Cutler was to dining out in Georgia what Rush Limbaugh is to American politics. No one was neutral about what he had to say. I remember walking into a St. Simons Island restaurant three years after an unfavorable Bill Cutler review. The still-angry owner met me at the door quoting the review verbatim. He refused to serve me and was not all that interested in buying advertising. Cutler was regarded as a one-man, bomb-throwing terrorist organization by the Brown’s Guide advertising department. A restaurant owner once wrote me, ” We have been avid subscribers to Brown’s Guide since its inception, and we think your Restaurant Guide must be hurting your advertising department.” Nothing made Bill happier, with the possible exception of sweetbreads.

It’s a different world on the Internet. “Restaurant Finders” are everywhere and restaurant bloggers abound, reviewing and commenting on restaurants. Indeed, I have 21 “Restaurant Finders” bookmarked, and there are 13 Atlanta and Georgia food bloggers included in the blogroll of this food blog. Restaurant patrons write their own comments. Opinions are less influenced by reviews than by a restaurant’s website and recommendations on Facebook and Twitter.
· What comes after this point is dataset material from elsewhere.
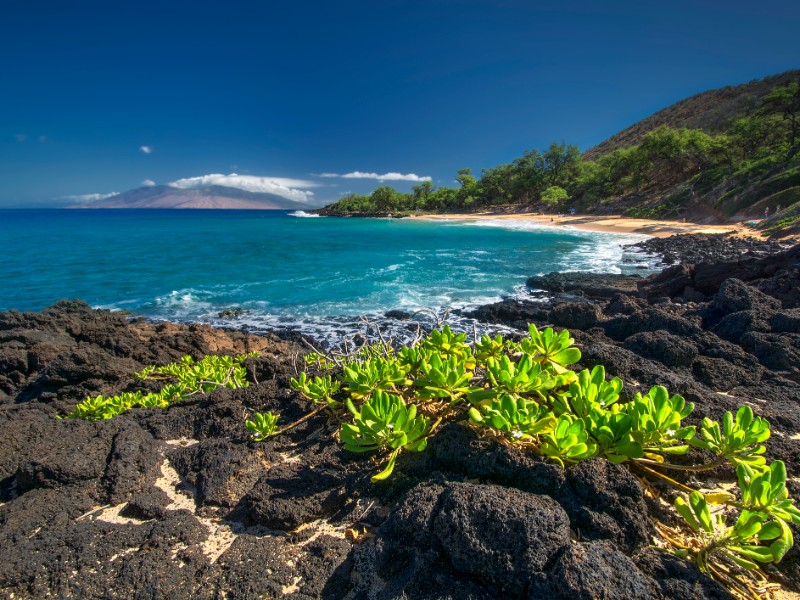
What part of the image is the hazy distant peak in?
[74,184,318,210]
The approach we are taking here at BG is to include EVERY Georgia restaurant in the Georgia Restaurants category, including chains and franchises, and make sure they are “searchable” by type of food, travel region, county and city. There are already over 900 restaurants on the site (as contrasted to 150 or so in a typical issue of the magazine), and we are adding more every week. Each restaurant has a brief introduction, usually taken from its website, contact information, and a link to its website, when it has one - and most do. Every Georgia restaurant can expand its profile free. You can learn a LOT about a restaurant by carefully studying its website to find out what it says about itself.

The next step is to add a readers’ comments section to each restaurant, so patrons can put in their own reviews and experiences. And, then, we’ll see where it goes from there.

Is there another Bill Cutler out there educating his pallet and honing his blogging skills, just waiting to move Georgia restaurant reviewing and criticism into new territory like Bill did in the 70s? Let’s hope so.